The Productivity Commission and Grattan Institute reports each recommended lifting to 70 the age at which people can access the age pension and expanding the GST to include fresh food, health and education. They also propose to force pensioners to mortgage or hand over the equity in their homes to help cover aged care costs.

The Productivity Commission predicts that lifting the eligibility age of the pension will allow the government to pocket $150 billion over 50 years and increase the workforce participation rate of older workers from 3 percent to 10 percent.

In early November, the Coalition axed government contributions to the superannuation funds of workers earning less than $37,000 a year.

At the same time, it announced it was scrapping a proposed tax on the funds of superannuants earning more than $100,000 a year from their funds.

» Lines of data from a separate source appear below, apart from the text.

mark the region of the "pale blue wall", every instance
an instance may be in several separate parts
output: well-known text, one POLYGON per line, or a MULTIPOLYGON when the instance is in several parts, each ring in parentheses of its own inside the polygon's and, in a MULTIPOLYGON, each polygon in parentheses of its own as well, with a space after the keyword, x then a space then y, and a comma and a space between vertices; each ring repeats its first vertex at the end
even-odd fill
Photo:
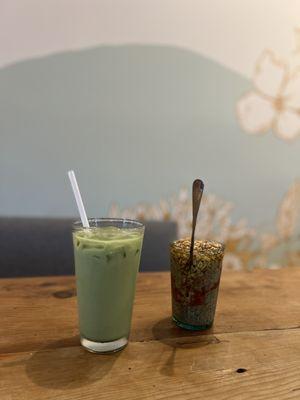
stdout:
POLYGON ((103 46, 0 70, 0 214, 71 216, 73 168, 89 215, 158 201, 194 177, 250 222, 272 220, 299 175, 300 141, 252 137, 251 86, 199 54, 103 46))

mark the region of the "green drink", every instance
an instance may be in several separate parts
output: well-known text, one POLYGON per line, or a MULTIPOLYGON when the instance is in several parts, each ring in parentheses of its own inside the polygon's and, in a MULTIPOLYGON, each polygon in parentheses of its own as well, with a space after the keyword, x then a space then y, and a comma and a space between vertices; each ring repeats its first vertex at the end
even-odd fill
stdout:
POLYGON ((75 224, 75 272, 81 344, 94 352, 126 346, 144 226, 122 219, 75 224))

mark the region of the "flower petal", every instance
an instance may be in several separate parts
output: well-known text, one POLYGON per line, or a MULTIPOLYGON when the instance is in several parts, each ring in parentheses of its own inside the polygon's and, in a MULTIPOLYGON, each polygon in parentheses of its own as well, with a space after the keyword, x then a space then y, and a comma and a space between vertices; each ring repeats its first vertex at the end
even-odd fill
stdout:
POLYGON ((287 75, 287 65, 273 52, 265 50, 256 63, 253 82, 258 91, 267 96, 277 97, 282 91, 287 75))
POLYGON ((289 107, 300 110, 300 68, 291 76, 284 89, 284 101, 289 107))
POLYGON ((237 115, 246 132, 265 133, 272 126, 275 110, 270 101, 255 92, 249 92, 238 101, 237 115))
POLYGON ((233 269, 239 271, 243 269, 243 261, 234 253, 225 253, 223 258, 224 269, 233 269))
POLYGON ((290 110, 282 111, 274 123, 273 129, 281 139, 295 139, 300 135, 300 115, 290 110))

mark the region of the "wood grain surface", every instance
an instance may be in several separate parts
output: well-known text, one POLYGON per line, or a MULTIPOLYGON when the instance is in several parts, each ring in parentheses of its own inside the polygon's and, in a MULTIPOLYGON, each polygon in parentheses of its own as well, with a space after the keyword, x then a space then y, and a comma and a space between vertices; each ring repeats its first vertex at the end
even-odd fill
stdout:
POLYGON ((300 399, 300 268, 225 271, 204 333, 171 323, 169 280, 140 274, 114 355, 80 347, 73 277, 0 280, 0 400, 300 399))

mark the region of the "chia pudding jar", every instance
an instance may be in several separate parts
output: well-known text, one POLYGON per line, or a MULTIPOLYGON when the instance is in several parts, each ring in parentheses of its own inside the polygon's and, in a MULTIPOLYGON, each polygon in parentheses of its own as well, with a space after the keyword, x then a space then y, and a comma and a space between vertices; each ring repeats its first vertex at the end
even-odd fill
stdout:
POLYGON ((188 265, 190 239, 170 247, 173 321, 184 329, 209 329, 217 305, 225 246, 195 240, 193 265, 188 265))

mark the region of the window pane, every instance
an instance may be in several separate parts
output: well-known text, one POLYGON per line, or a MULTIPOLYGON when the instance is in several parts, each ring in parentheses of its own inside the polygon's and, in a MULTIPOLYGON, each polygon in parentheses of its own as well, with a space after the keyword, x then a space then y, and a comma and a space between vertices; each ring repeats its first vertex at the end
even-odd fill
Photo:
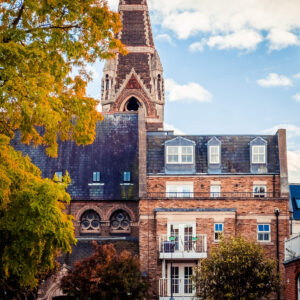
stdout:
POLYGON ((219 164, 220 163, 220 147, 209 146, 209 163, 219 164))
POLYGON ((300 199, 296 199, 297 208, 300 209, 300 199))
POLYGON ((100 172, 93 172, 93 181, 94 182, 100 181, 100 172))
POLYGON ((124 172, 124 174, 123 174, 123 180, 125 182, 129 182, 131 180, 131 176, 130 175, 131 175, 130 172, 124 172))
POLYGON ((258 231, 264 231, 264 225, 258 225, 258 231))
POLYGON ((264 225, 264 231, 270 231, 270 225, 264 225))
POLYGON ((262 233, 258 234, 258 240, 263 241, 264 240, 264 235, 262 233))

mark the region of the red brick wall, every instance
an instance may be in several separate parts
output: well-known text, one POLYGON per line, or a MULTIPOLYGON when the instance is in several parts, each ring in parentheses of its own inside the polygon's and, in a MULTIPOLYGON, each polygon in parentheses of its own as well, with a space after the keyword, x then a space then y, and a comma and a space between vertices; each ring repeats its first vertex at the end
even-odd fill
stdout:
POLYGON ((286 300, 300 300, 297 299, 297 279, 300 276, 300 259, 286 264, 285 266, 285 299, 286 300))
MULTIPOLYGON (((252 192, 254 181, 265 181, 268 192, 273 191, 273 176, 232 176, 232 177, 148 177, 148 192, 164 193, 167 181, 193 181, 194 192, 210 191, 211 181, 221 182, 222 192, 252 192)), ((280 179, 276 177, 275 190, 280 191, 280 179)), ((215 217, 221 216, 224 219, 224 235, 226 237, 241 235, 247 239, 257 241, 257 224, 260 220, 269 219, 271 225, 271 242, 261 243, 266 253, 276 259, 276 218, 274 209, 280 209, 279 217, 279 243, 280 261, 284 260, 284 238, 289 236, 289 209, 288 198, 244 198, 244 199, 148 199, 140 200, 140 259, 142 270, 149 273, 153 284, 154 293, 158 290, 158 280, 162 276, 161 260, 158 257, 158 239, 162 234, 167 234, 168 218, 175 212, 155 213, 155 208, 234 208, 236 212, 216 212, 211 217, 205 218, 201 213, 196 216, 196 233, 207 235, 208 253, 212 247, 217 245, 214 242, 215 217), (222 216, 223 214, 223 216, 222 216)), ((187 213, 192 216, 193 213, 187 213)), ((205 214, 205 212, 203 212, 205 214)), ((195 216, 193 217, 195 219, 195 216)), ((188 217, 187 220, 189 221, 188 217)), ((218 223, 218 222, 217 222, 218 223)), ((283 272, 283 264, 280 264, 283 272)), ((153 299, 157 299, 153 297, 153 299)))
POLYGON ((110 236, 110 217, 119 209, 125 210, 131 218, 130 236, 138 237, 138 203, 131 201, 72 201, 68 213, 75 218, 75 235, 78 237, 81 215, 87 210, 95 210, 101 217, 101 236, 110 236))
MULTIPOLYGON (((166 182, 168 181, 188 181, 194 182, 194 192, 210 192, 212 181, 221 182, 221 192, 253 192, 253 183, 255 181, 264 181, 267 185, 267 192, 274 191, 273 176, 199 176, 199 177, 148 177, 148 192, 157 193, 166 191, 166 182)), ((275 177, 275 192, 280 193, 280 177, 275 177)))

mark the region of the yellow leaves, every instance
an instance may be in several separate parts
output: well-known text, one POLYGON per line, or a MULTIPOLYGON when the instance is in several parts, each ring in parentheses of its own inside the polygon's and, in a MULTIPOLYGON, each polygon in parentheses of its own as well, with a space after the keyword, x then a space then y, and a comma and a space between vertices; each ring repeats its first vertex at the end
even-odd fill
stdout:
POLYGON ((45 145, 55 157, 59 138, 93 141, 92 130, 103 117, 98 102, 86 95, 86 72, 75 79, 70 72, 73 65, 84 68, 97 58, 127 54, 114 38, 122 24, 105 1, 28 0, 24 5, 26 14, 1 6, 0 103, 6 123, 0 133, 11 137, 19 129, 24 143, 45 145), (19 13, 11 27, 8 20, 19 13))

The Treasury’s own figures show that, in 2012-13, just under a third of the value of all available tax concessions went to the top 10 percent of superannuation holders.

Both the Productivity Commission and Grattan Institute reports cite increased expenditure on health and the age pension as the main pressure on the budget. The Grattan Institute report claims to have examined all “realistic reforms” that would contribute $2 billion a year or more to the federal budget.

What about abolishing subsidies to the wealthiest 10 percent of superannuants? Ditching these handouts would save $15 billion a year. Removing tax loopholes like negative gearing would save billions more.

What’s more, absent from most commentary is any acknowledgement that rich people live longer than workers. A Sydney University study, “Death, Dollars and Degrees”, in 2011 showed that the richest 20 percent of the population live on average six years longer than the poorest 20 percent.

Criticising a similar proposal in the US, Nobel laureate Paul Krugman wrote in the New York Times: “[Y]ou’re going to tell janitors to work until they’re 70 because lawyers are living longer than ever.”